Iranian Activist Wins Nobel Peace Prize
Posted on: Friday, 10 October 2003, 06:00 CDT
Iranian human rights activist Shirin Ebadi, one of the Islamic country's first female judges, won the 2003 Nobel Peace Prize on Friday for her work fighting for democracy and the rights of women and children.
Ebadi, 56, the first Iranian and the first Muslim woman to win the prize, has worked actively to promote peaceful, democratic solutions in the struggle for human rights, the Norwegian Nobel Committee said. It added that she is well-known and admired by Iranians for her defense in court of victims of attacks by hard-liners on freedom of speech and political freedom.
"As a lawyer, judge, lecturer, writer and activist, she has spoken out clearly and strongly in her country, Iran, far beyond its borders," the awards committee said in its citation.
It said she has stood up as a "sound professional, a courageous person, and has never heeded the threat to her own safety."
Ebadi, who is often sharply criticized by hard-liners and conservative clerics, was arrested on July 2000 and given suspended sentences. Ebadi was banned from working as lawyer for five years. It was unclear whether the ban was still in effect.
"I'm a Muslim, so you can be a Muslim and support democracy," Ebadi told Norwegian television when reached in Paris after winning the prize. "It's very good for human rights in Iran, especially for children's rights in Iran. I hope I can be useful."
This year's prize is worth $1.3 million.
Ebadi, who also is known for her writings, was one of Iran's first female judges, serving as president of the city court of Tehran from 1975-1979. Since the Islamic Revolution in 1979 she has been an activist for democracy and the rights of refugees, women and children.
As an attorney, she represented families of writers and intellectuals killed in 1999 and 2000, and worked to expose conspirators behind an attack by pro-clergy assailants on students at Tehran University in 1999.
She is the third Muslim to win the prize. Yasser Arafat won the prize in 1994, sharing it with Israeli Foreign Minister Shimon Peres and slain Prime Minister Yitzhak Rabin. In 1978, Egyptian President Anwar Sadat shared the prize with Israeli Prime Minister Menachem Begin for jointly negotiating peace between the two countries.

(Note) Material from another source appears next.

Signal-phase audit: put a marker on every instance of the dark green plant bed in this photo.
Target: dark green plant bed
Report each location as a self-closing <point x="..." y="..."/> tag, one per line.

Committee chairman Ole Danbolt Mjoes said Ebadi's work in human rights made it an easy decision for the committee.
"This is a question of fundamental rights about women, about fundamental rights of children and mothers," he said. "I hope the award of the peace to Ebadi can help strengthen and lend support to the cause of human rights in Iran."
The committee also lauded Ebadi for arguing for a new interpretation of Islamic law that is in harmony with vital human rights such as democracy, equality before the law.
The medicine, physics, chemistry, literature and peace prizes were first awarded in 1901.
The secretive five-member awards committee, which is appointed by but does not answer to Norway's parliament, makes its choices in strict secrecy. It also keeps the names of candidates, a record 165 this year, secret for 50 years, although those who make nominations often reveal them.
Speculation this year had centered on Pope John Paul II and former Czech president Vaclav Havel.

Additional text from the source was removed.